La cerimonia del minuto di silenzio è nata subito dopo la Prima Guerra Mondiale, i cui immani massacri agirono tanto sulle coscienze e le immaginazioni di tutti gli uomini della terra. Su iniziativa partita dalla periferia dell’Impero britannico, da uno scrittore e politico del Sud Africa, Percy FitzPatrick, re Giorgio V stabilì che il Silenzio fosse rispettato l’11 novembre del 1919, anniversario dell’armistizio.
La guerra era terminata da un anno. Noi siamo ancora in guerra, negli ospedali i veri combattenti, ma persino noi, nelle trincee più comode ma alla lunga soffocanti delle nostre case. Non sappiamo quando tutto finirà. Quando riapriranno le scuole, gli uffici, i cinema, i teatri, i musei, i negozi che non siano quelli dove troviamo il cibo per la nostra sussistenza.
Quando semplicemente potremo tornare a passeggiare sul mare o in un giardino di città, e sentiremo di nuovo le voci squillanti dei bambini che giocano. Così, il minuto di silenzio sarà anche augurale. Sarà un segno che l’Italia è ancora in piedi, con tutte le sue difficoltà, e sarà un invito alla speranza. C’è stato il momento in cui la voglia di resistenza e di futuro si è espressa con una esplosione di canti e di musiche dai balconi: ho cercato di capire questo fenomeno, ma confesso che non ci sono riuscito.
Quest’anima allegra, canzonettistica dell’Italia è la sua simpatica fortuna da un lato, ma dall’altro è la sua debolezza e la sua miseria. Questa epidemia è una tragedia. Difficile da capire per chi il senso del tragico e della morte l’ha del tutto perduto. Il minuto di silenzio di stamattina ce lo ricordi: tante vite sono state spezzate, tante orribili separazioni si sono consumate, tanti vecchi sono stati spazzati via – del resto c’è chi prima aveva pensato di togliergli anche il voto- e c’è chi non ha avuto neppure il conforto di una degna sepoltura.

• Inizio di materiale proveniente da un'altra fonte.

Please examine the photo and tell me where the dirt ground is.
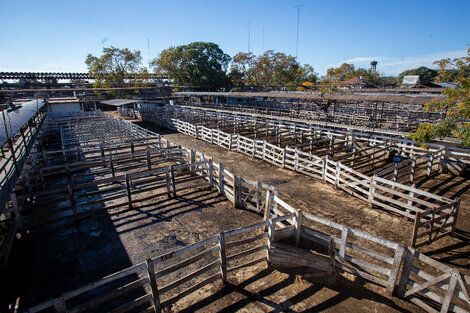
[8,112,469,312]
[134,121,470,273]
[167,263,422,313]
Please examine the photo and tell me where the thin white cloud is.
[328,50,467,75]
[377,50,467,75]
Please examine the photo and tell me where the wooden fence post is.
[146,259,161,312]
[267,219,276,262]
[323,155,328,181]
[54,296,67,313]
[338,227,349,263]
[294,211,302,247]
[207,159,214,187]
[218,232,227,283]
[406,184,416,213]
[387,244,406,295]
[410,212,422,248]
[232,175,238,209]
[426,153,434,177]
[109,152,116,177]
[392,163,399,182]
[165,168,171,198]
[368,175,375,207]
[67,183,78,221]
[282,146,287,168]
[410,157,416,183]
[263,140,266,160]
[10,190,23,230]
[450,198,460,233]
[335,161,341,188]
[124,173,132,210]
[294,147,299,172]
[441,269,460,313]
[147,150,152,171]
[263,189,272,221]
[397,247,416,298]
[169,165,176,197]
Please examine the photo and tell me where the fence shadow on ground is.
[180,268,409,313]
[426,228,470,269]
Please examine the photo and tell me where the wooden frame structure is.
[0,111,46,265]
[28,185,470,313]
[175,92,445,132]
[5,109,464,312]
[129,108,470,247]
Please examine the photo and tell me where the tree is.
[85,46,149,88]
[151,42,230,88]
[326,63,380,85]
[229,50,317,86]
[410,48,470,147]
[398,66,439,84]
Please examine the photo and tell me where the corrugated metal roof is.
[100,99,141,107]
[0,100,45,146]
[173,92,444,104]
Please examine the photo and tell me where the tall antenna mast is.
[248,23,251,53]
[147,38,150,67]
[263,27,264,53]
[294,4,304,59]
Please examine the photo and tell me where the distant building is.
[402,75,420,86]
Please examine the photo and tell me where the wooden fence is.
[28,190,470,313]
[131,111,459,246]
[266,194,470,312]
[0,111,46,265]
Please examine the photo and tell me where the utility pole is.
[147,38,150,67]
[294,4,304,59]
[263,27,264,53]
[248,23,251,53]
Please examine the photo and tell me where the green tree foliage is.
[410,49,470,147]
[151,42,230,88]
[85,46,149,88]
[326,63,380,84]
[397,66,439,84]
[229,50,318,86]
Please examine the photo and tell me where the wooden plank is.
[110,293,152,313]
[162,274,220,308]
[227,244,266,262]
[159,260,220,293]
[146,259,161,312]
[219,232,227,283]
[387,244,406,295]
[441,269,460,313]
[227,257,266,272]
[155,246,219,278]
[63,263,145,300]
[67,277,149,313]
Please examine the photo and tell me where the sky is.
[0,0,470,75]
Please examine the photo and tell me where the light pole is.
[294,4,304,59]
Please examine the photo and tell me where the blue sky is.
[0,0,470,75]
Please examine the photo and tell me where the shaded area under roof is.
[173,92,445,104]
[0,100,45,146]
[100,99,142,107]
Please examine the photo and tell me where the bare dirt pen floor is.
[10,112,470,312]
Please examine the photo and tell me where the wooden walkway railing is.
[133,108,460,247]
[27,190,470,313]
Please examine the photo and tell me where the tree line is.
[85,42,470,147]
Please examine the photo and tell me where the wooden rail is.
[133,107,466,246]
[27,190,470,313]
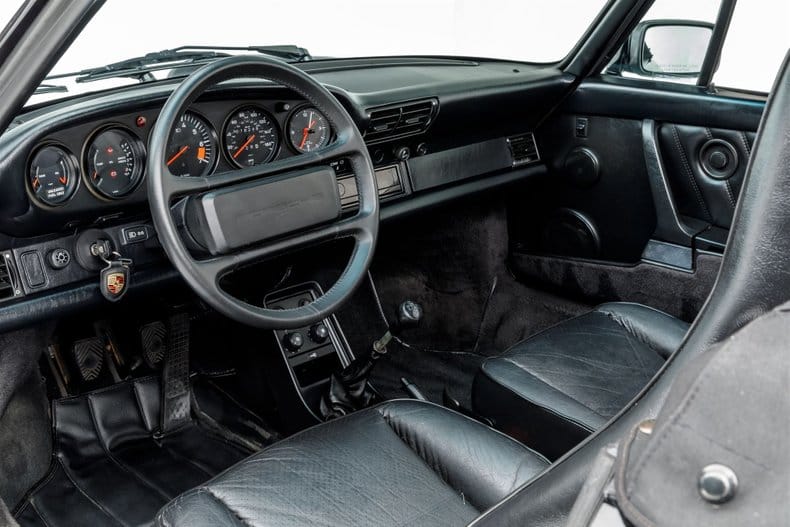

Cosa deve succedere di più per indurci al raccoglimento, alla riflessione e alla preghiera, laica o religiosa, ma sempre preghiera, senso di devozione, di sottomissione al mistero della vita e della morte? A mezzogiorno, il minuto di silenzio voli alto sul cielo d’Italia, e zittisca anche politici troppo loquaci e intellettuali troppo garruli. Poi la guerra finirà, e allora bisognerà ricominciare a parlare, ma non saranno canzonette, sarà un chiedere conto di errori, inadempienze, confusioni nella gestione della crisi. Ma per ora, che si muore, valgano per tutti silenzio e pietà.